A quelques kilomètres de la rue Ipokratous, des conversations bruyantes émanent des cafés bondés de la place Kolonaki. Une atmosphère nonchalante se dégage des terrasses du quartier huppé de la capitale, généralement fréquentées par la bourgeoisie athénienne. Attablé à l’une d’entre elles, Ioannis affiche une mine sérieuse. Le Grec de 35 ans estime que la “sortie de l’euro serait une véritable tragédie”. Cet ancien informaticien reconverti dans le tourisme craint pour ce secteur en plein boom : le pays et ses innombrables îles attendent quelque 25 millions de visiteurs cette année.

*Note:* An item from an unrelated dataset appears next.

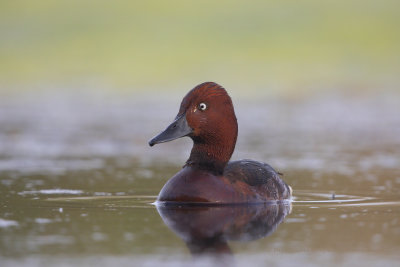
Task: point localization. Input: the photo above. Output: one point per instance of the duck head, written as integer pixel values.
(206, 115)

"En cas de retour à la drachme, il y aurait un contrôle de capitaux et des conséquences sociales que l’on ne mesure même pas", alerte le jeune entrepreneur, qui vote à droite. “Je n’y crois pas. Même si au sein du parti Syriza, certains parlent de sortir de la zone euro, ils ne le feront pas. Ce genre de tendance anti-euro existe partout, même en France”.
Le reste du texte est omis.